The occasion? The 'Boerentoren' (Farmers' Tower) – the pride of Antwerp - was put in scaffolding for a while, in order to do repairs and to apply a system to it that will better protect the underlying steel structure against 'corrosion'. That's right, 'corrosion' is the correct term here, and not 'rust', as was implied for the umpteenth time. Of course, rust is the consequence of corrosion, but rust is not the same as corrosion.
Allow me to clarify: corrosion is the solution of a metal, for example in water. This mechanism could more or less be compared to the dissolution of table salt in water. When you pour table salt into a pot of water in quantities that stay under the so-called 'solubility limit' of salt in water, the salt will dissolve into its building blocks, sodium and chlorine ions. If the concentration of salt remains below the solubility limit of salt in water, you won't be able to see that there's salt in the water. What happens to table salt in water can also happen with metals: they dissolve. For example, for steel the iron atoms 'dissolve', which means that iron ions are released into the water. That is what we call 'corrosion'. However, as long as the solubility limit of those iron ions in water hasn't been reached, you won't be able to see what's happening. In other words, you can't see any rust yet, but that doesn't mean there's no corrosion, no loss of metal, no loss of strength, etc. Therefore, it is perfectly possible for corrosion to occur, even though you can't even see a speck of rust yet.
So, what's this thing called 'rust' then? Rust is what you get when you exceed the solubility limit of the iron ions in water. Let's go back to our table salt comparison. If you keep adding salt to the pot of water, at some point you will exceed the solubility limit of salt in water. From that moment on, any salt you add will be 'too much' for the solution, and the excess salt will no longer dissolve, but instead visibly precipitate on the bottom of the pot. A different analogy: when you have a pot of water in which the solubility limit of the salt has not yet been reached, but you start to boil the water, at a certain point the solubility limit will be exceeded: the loss of water will increase the concentration of salt. When the solubility limit is exceeded, the sodium and chlorine ions will be bound together again and result in the precipitation of table salt crystals. For steel, this means that when the solubility limit of iron ions in water is exceeded, the excess iron ions will precipitate by binding themselves to hydroxide ions or oxygen. This chemical compound will manifest itself onto the nearby zones that are already corroding.

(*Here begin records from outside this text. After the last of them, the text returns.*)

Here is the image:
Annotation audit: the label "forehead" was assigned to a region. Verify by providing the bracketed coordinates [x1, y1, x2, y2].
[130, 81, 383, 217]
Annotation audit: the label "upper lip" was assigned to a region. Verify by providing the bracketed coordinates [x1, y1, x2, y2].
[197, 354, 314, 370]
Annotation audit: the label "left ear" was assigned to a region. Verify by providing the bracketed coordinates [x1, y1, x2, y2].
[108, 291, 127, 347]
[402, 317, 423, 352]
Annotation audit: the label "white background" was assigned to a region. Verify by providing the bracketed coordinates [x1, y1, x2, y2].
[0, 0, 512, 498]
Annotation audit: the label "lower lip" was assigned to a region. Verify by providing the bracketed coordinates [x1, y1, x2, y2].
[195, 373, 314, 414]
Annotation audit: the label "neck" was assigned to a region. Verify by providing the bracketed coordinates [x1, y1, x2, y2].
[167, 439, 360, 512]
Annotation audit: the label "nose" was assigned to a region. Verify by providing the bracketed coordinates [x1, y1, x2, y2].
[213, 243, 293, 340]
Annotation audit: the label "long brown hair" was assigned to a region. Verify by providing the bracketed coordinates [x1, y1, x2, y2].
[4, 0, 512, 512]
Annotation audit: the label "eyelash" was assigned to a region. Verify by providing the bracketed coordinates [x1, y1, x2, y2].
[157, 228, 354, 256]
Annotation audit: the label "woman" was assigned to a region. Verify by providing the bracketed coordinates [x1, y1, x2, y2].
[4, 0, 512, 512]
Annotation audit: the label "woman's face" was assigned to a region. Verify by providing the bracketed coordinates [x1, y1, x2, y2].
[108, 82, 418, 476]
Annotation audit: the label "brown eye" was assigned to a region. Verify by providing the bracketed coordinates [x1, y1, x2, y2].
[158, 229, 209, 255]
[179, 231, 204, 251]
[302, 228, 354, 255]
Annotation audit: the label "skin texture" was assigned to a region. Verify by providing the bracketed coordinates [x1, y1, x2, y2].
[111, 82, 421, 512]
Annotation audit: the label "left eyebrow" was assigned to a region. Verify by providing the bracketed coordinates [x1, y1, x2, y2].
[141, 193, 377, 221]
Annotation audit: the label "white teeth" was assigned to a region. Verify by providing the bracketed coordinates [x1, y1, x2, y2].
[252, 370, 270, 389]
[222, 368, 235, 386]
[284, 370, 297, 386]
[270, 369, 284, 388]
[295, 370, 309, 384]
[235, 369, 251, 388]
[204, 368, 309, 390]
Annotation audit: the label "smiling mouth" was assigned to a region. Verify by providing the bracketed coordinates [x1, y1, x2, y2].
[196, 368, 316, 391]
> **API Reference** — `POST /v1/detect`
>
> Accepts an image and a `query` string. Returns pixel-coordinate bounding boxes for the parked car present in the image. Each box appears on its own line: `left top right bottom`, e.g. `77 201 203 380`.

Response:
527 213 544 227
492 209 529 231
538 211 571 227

Rust is the chemical bond between iron ions and hydroxide ions or oxygen.
If we summarize the previous two paragraphs, we come to this conclusion: rust is not corrosion, but rather the consequence of corrosion.

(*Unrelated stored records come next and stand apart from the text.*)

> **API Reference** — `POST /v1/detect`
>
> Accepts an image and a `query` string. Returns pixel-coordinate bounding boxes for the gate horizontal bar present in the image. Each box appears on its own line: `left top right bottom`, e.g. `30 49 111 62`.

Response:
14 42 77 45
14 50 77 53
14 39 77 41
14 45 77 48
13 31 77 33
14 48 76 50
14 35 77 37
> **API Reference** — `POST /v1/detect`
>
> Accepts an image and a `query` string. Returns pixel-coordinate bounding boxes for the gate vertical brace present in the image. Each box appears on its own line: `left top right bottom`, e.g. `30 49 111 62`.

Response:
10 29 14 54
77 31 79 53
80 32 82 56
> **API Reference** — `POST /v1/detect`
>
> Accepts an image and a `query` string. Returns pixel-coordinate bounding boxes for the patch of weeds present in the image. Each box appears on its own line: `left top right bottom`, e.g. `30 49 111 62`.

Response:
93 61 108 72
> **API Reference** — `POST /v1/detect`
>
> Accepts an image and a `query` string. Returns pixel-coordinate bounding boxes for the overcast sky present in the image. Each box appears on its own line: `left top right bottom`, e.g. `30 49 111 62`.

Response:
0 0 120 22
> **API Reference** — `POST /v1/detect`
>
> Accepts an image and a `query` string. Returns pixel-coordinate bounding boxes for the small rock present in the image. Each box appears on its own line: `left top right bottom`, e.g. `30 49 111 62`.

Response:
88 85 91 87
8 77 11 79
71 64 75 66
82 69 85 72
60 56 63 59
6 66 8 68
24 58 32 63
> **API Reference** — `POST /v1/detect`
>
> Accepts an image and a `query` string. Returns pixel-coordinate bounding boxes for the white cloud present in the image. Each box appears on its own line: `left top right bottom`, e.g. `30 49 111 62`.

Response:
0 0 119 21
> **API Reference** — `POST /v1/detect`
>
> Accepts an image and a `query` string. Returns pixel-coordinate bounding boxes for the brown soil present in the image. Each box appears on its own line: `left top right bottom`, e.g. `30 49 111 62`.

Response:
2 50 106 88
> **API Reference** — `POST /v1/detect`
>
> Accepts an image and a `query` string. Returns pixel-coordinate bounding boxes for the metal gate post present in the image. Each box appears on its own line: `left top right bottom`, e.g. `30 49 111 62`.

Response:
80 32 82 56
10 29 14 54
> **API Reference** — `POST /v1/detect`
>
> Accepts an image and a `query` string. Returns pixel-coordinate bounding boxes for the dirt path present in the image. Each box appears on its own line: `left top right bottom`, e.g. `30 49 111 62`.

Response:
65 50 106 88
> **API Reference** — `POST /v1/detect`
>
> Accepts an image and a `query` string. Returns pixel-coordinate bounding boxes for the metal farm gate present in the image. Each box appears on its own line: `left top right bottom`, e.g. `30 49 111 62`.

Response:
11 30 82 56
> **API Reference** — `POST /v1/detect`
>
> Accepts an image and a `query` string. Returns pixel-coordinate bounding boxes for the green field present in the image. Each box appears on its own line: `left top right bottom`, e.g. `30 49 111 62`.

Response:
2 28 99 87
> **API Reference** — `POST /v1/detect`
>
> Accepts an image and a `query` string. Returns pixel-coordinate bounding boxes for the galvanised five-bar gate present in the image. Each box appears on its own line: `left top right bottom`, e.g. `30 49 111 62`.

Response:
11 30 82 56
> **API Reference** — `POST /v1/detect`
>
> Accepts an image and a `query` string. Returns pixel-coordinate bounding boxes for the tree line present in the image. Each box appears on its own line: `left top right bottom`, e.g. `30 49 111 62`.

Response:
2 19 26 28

But the thing that also grinds my gears, is that language should be used to clearly and correctly inform people. The manner in which dictionaries and the media use 'rust' and 'to rust', causes much confusion from a technical standpoint. Unfortunately, even many people in the industry are confused. Too many people in the industry still wait 'until they see rust' or 'until it starts to rust', before taking action. But in many cases, by then it's already too late. The process of corrosion - loss of metal - has already been doing damage for a long time.